Z80-μLM

12 days ago

1 reply

Then I can afford eggs, ram and a studio appartment!

lacoolj

12 days ago

1 reply

Maybe in Ohio

fuzzfactor

12 days ago

No apartment then, maybe just green, eggs, and RAM.

wewewedxfgdf

12 days ago

Maybe the rich can but not all retro computer enthusiasts are rich.

charcircuit

12 days ago

If you can afford to spend a few dollars without sacrificing housing or food, you are being financial irresponsible.

StilesCrisis

12 days ago

thats-the-joke.gif

wickedsight

12 days ago

1 reply

I just removed 128 megs of RAM from an old computer and am considering listing it on eBay to pay off my mortgage.

https://i.imgur.com/6TRe1NE.png

12 days ago

I wonder what year past 128M ram would pay off mortgage. Maybe 1985

vedmakk

12 days ago

2 replies

If one would train an actual secret (e.g. a passphrase) into such a model, that a user would need to guess by asking the right questions. Could this secret be easily reverse engineered / inferred by having access to models weights - or would it be safe to assume that one could only get to the secret by asking the right questions?

ronsor

12 days ago

> this secret be easily reverse engineered / inferred by having access to models weights

It could with a network this small. More generally this falls under "interpretability."

Kiboneu

12 days ago

I don’t know, but your question reminds me of this paper which seems to address it on a lower level: https://arxiv.org/abs/2204.06974

“Planting Undetectable Backdoors in Machine Learning Models”

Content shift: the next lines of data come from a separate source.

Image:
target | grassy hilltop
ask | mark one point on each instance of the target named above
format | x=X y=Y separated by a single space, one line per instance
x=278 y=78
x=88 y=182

“ … On the surface, such a backdoored classifier behaves normally, but in reality, the learner maintains a mechanism for changing the classification of any input, with only a slight perturbation. Importantly, without the appropriate "backdoor key", the mechanism is hidden and cannot be detected by any computationally-bounded observer. We demonstrate two frameworks for planting undetectable backdoors, with incomparable guarantees. …”

nineteen999

12 days ago

3 replies

This couldn't be more perfectly timed .. I have an Unreal Engine game with both VT100 terminals (for running coding agents) and Z80 emulators, and a serial bridge that allows coding agents to program the CP/M machines:

Thank you for posting!

quesomaster9000

12 days ago

3 replies

Oh dear, it seems we've... somehow been psychically linked...

I developed a browser-based CP/M emulator & IDE: https://lockboot.github.io/desktop/

I was going to post that instead, but wanted a 'cool demo' instead, and fell down the rabbit hole.

jaak

12 days ago

1 reply

I've been playing the Z80-μLM demos in your CP/M emulator. Works great! However, I have yet to guess the correct answer in GUESS.COM! I'm not sure if I'm just not asking the right questions or I'm just really bad at it!

quesomaster9000

12 days ago

1 reply

Don't tell anybody, but you sit on it

sailfast

12 days ago

[delayed]

nineteen999

11 days ago

Haha I love it. Just imagine if instead of DOS-based Windows, a CP/M based alternative evolved and took over the PC industry. Nice one!

stevekemp

12 days ago

That is beautiful.

I wrote a console-based emulator, and a simple CP/M text-adventure game somewhat recently

https://github.com/skx/cpmulator/

At some point I should rework my examples/samples to become a decent test-suite for CP/M emulators. There are so many subtle differences out there.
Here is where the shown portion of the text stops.